2019-03-06 Thread Justin Pryzby
Hi,

On Wed, Mar 06, 2019 at 04:09:46PM -0400, Kenia Vergara wrote:
> Good afternoon.
> I need to know the commands to display the execution time, CPU usage and
> memory usage, but through the Postgres console.Thank you.

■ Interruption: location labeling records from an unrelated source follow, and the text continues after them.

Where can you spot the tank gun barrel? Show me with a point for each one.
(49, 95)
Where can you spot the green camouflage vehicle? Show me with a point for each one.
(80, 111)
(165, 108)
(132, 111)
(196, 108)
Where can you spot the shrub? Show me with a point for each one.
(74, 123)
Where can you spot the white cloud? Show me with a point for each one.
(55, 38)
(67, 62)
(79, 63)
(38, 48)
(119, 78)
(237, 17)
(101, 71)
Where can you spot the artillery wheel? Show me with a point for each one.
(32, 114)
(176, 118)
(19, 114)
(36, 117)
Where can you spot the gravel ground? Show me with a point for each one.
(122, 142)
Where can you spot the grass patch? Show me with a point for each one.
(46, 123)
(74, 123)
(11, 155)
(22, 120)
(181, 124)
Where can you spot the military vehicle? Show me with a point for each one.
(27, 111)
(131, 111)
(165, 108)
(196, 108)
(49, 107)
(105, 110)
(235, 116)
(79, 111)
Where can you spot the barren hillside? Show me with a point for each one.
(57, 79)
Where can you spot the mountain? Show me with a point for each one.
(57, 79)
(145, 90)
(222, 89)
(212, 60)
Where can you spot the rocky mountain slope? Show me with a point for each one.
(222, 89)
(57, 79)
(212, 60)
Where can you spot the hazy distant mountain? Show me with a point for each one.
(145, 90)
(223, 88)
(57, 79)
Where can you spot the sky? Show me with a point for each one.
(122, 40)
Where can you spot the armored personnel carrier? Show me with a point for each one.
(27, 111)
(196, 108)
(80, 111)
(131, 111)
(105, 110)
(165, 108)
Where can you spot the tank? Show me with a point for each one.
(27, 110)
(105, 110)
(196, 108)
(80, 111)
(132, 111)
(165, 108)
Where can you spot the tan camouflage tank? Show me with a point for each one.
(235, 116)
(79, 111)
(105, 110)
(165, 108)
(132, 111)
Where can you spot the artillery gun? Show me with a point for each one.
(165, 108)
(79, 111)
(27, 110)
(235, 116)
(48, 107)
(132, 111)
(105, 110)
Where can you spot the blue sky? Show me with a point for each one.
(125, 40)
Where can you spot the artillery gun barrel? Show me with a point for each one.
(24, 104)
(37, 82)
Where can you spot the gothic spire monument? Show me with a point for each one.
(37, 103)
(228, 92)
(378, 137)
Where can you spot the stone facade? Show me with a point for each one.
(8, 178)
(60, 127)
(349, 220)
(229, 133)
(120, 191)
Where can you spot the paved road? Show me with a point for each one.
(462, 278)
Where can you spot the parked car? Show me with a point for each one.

Does this do what you want ?  Note that the "QUERY STATISTICS" are log output,
and not a part of the sql result.

$ psql postgres -Atc "SET client_min_messages=log; SET log_statement_stats=on" 
-c 'explain analyze SELECT max(i) FROM generate_series(1,99)i'
SET
LOG:  QUERY STATISTICS
DETAIL:  ! system usage stats:
!   0.625402 s user, 0.059799 s system, 0.687496 s elapsed
!   [0.629882 s user, 0.059799 s system total]
!   10672 kB max resident size
!   0/27344 [0/27344] filesystem blocks in/out
!   0/1378 [0/2365] page faults/reclaims, 0 [0] swaps
!   0 [0] signals rcvd, 0/0 [0/0] messages rcvd/sent
!   0/167 [2/167] voluntary/involuntary context switches
Aggregate  (cost=12.50..12.51 rows=1 width=4) (actual time=680.155..680.161 
rows=1 loops=1)
  ->  Function Scan on generate_series i  (cost=0.00..10.00 rows=1000 width=4) 
(actual time=253.512..497.462 rows=99 loops=1)
Planning Time: 0.227 ms
Execution Time: 686.200 ms


Justin



Re: rusage (Re: Good afternoon.)

2019-03-06 Thread Julien Rouhaud
On Wed, Mar 6, 2019 at 11:49 PM Justin Pryzby  wrote:
>
> Hi,
>
> On Wed, Mar 06, 2019 at 04:09:46PM -0400, Kenia Vergara wrote:
> > Good afternoon.
> > I need to know the commands to display the execution time, CPU usage and
> > memory usage, but through the Postgres console.Thank you.
>
> Does this do what you want ?  Note that the "QUERY STATISTICS" are log output,
> and not a part of the sql result.
>
> $ psql postgres -Atc "SET client_min_messages=log; SET 
> log_statement_stats=on" -c 'explain analyze SELECT max(i) FROM 
> generate_series(1,99)i'
> SET
> LOG:  QUERY STATISTICS
> DETAIL:  ! system usage stats:
> !   0.625402 s user, 0.059799 s system, 0.687496 s elapsed
> !   [0.629882 s user, 0.059799 s system total]
> !   10672 kB max resident size
> !   0/27344 [0/27344] filesystem blocks in/out
> !   0/1378 [0/2365] page faults/reclaims, 0 [0] swaps
> !   0 [0] signals rcvd, 0/0 [0/0] messages rcvd/sent
> !   0/167 [2/167] voluntary/involuntary context switches
> Aggregate  (cost=12.50..12.51 rows=1 width=4) (actual time=680.155..680.161 
> rows=1 loops=1)
>   ->  Function Scan on generate_series i  (cost=0.00..10.00 rows=1000 
> width=4) (actual time=253.512..497.462 rows=99 loops=1)
> Planning Time: 0.227 ms
> Execution Time: 686.200 ms

You could also consider using pg_stat_kcache
(https://github.com/powa-team/pg_stat_kcache/) extension, which gather
most of those metrics and accumulate them per (queryid, dbid, userid).
It requires more configuration, depends on pg_stat_statements
extension, and need a postgres restart to activate it though.